As time goes on, hiring practices are only going to get worse. It's hard to imagine what the future in 'human procurement' (talent "acquisition, they call their trade) will look like.
Even now, the combination of these things has made things much more difficult than it was 20 years ago:
* Technology - ATSs and online application processes that enforce responses
* Job boards that give employers increasingly powerful tools to weed the crop of candidates
* Irrational, unjust, entrenched primitive biases that have become best practices
* Virtual networking and sharing intelligence on applicants between recruiters
* Increasing use of personality tests that alienate intelligent, insightful candidates.

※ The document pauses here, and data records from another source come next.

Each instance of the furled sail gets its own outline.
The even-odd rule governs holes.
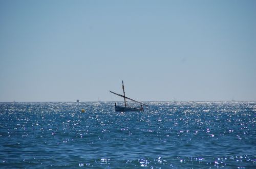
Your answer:
[[[140,104],[142,104],[142,105],[145,105],[146,106],[148,106],[147,105],[146,105],[146,104],[143,104],[143,103],[141,103],[141,102],[138,102],[138,101],[137,101],[134,100],[133,100],[133,99],[131,99],[131,98],[129,98],[129,97],[126,97],[126,96],[123,96],[123,95],[120,95],[120,94],[119,94],[113,92],[111,92],[111,91],[110,91],[111,93],[112,93],[113,94],[115,94],[115,95],[117,95],[117,96],[120,96],[120,97],[123,97],[123,98],[126,98],[126,99],[129,99],[129,100],[130,100],[133,101],[134,101],[134,102],[136,102],[136,103],[140,103]]]

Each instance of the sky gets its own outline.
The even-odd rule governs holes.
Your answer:
[[[256,100],[256,1],[0,0],[0,102]]]

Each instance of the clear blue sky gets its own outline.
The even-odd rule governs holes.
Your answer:
[[[0,101],[256,100],[256,1],[0,0]]]

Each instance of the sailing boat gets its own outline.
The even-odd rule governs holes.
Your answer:
[[[141,111],[143,110],[143,107],[142,107],[142,105],[145,105],[146,106],[148,106],[147,105],[146,105],[145,104],[143,104],[141,102],[137,101],[136,100],[134,100],[133,99],[132,99],[129,97],[127,97],[125,96],[125,93],[124,93],[124,86],[123,86],[123,81],[122,81],[122,88],[123,89],[123,95],[116,93],[113,92],[111,92],[110,91],[111,93],[112,93],[113,94],[114,94],[115,95],[117,95],[118,96],[123,97],[124,98],[124,107],[123,106],[117,106],[116,105],[116,103],[115,103],[115,109],[116,111]],[[126,104],[126,99],[128,99],[130,100],[132,100],[135,102],[138,103],[140,104],[140,107],[139,108],[136,108],[136,107],[127,107],[127,104]]]

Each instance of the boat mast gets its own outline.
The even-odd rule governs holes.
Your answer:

(There is an example of one large employer in my city forcing applicants to take their test within the online application under the guise of assessing candidate's values to theirs, but the test is really a risk assessment tool to identify applicants who are more likely to file discrimination complaints)

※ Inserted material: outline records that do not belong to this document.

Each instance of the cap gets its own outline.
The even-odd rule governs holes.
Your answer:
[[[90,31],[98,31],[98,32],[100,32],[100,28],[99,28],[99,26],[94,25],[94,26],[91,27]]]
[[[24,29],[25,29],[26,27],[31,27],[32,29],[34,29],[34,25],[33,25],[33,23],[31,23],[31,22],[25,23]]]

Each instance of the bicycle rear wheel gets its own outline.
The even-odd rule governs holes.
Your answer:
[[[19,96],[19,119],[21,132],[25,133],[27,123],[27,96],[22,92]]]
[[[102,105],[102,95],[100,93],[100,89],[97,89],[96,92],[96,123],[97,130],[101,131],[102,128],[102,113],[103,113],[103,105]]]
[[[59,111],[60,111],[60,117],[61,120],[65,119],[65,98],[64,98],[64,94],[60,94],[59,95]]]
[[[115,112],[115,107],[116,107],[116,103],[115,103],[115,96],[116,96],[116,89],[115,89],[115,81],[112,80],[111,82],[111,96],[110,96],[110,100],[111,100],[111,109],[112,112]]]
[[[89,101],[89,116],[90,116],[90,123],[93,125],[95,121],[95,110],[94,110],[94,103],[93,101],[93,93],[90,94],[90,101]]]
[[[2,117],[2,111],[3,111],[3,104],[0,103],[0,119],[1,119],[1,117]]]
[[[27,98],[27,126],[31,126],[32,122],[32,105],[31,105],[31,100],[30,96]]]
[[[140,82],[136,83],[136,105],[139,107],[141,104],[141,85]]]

* Miscellaneous other onerous processes
...But I haven't heard about an emerging practice of giving candidates actual work to do as part of the selection process. So some of them must be getting burned by their presumptions of competence for certain applicants, presumptions of incompetence for "diverse" candidates, over-confidence in interviewing, hiring by referrals, gut checks for "cultural fit", etc. So now this lunacy:
There were Dilbert cartoons about getting work product from applicants some 20 years ago.
When my father applied for a welding job at Coors long ago, they had him take an all-day welding test. But, he said, they paid you for the day if you passed the test, regardless of whether you were hired.
I can see why employers have applicants take tests. I've had applicants tell me they were perfect for a job requiring college-level English skills when they couldn't spell three-letter words. But having someone spend hours on a test (without paying them for their work) is a bit much.
The one time I was asked to write sample copy as part of an interview, I was given a real client page and paid a decent hourly rate for the three items I wrote.
This has been going on in the consulting business for years. 25 years ago when my business was new, I had a guy at Banco Popular string me along. He made a big deal of putting my business card with the IBM reps card, like that was supposed to show how highly he thought of me.
After a couple of sales calls, I felt it was time to get a committment, I'd shared enough. I sent him a proposal. Once $$ were put down on paper, I never heard from him again. There are sleaze balls all over.
I was recently asked to write 5 different types of social media posts for an interview. Took me about 2 hours to make it perfect, and I didn't get paid for that. It did land me an interview but I didn't get the job either. Honestly was a blessing in disguise from what I've heard and the commute would have been awful anyway, but it annoyed me at the time. I don't think I'd do it again.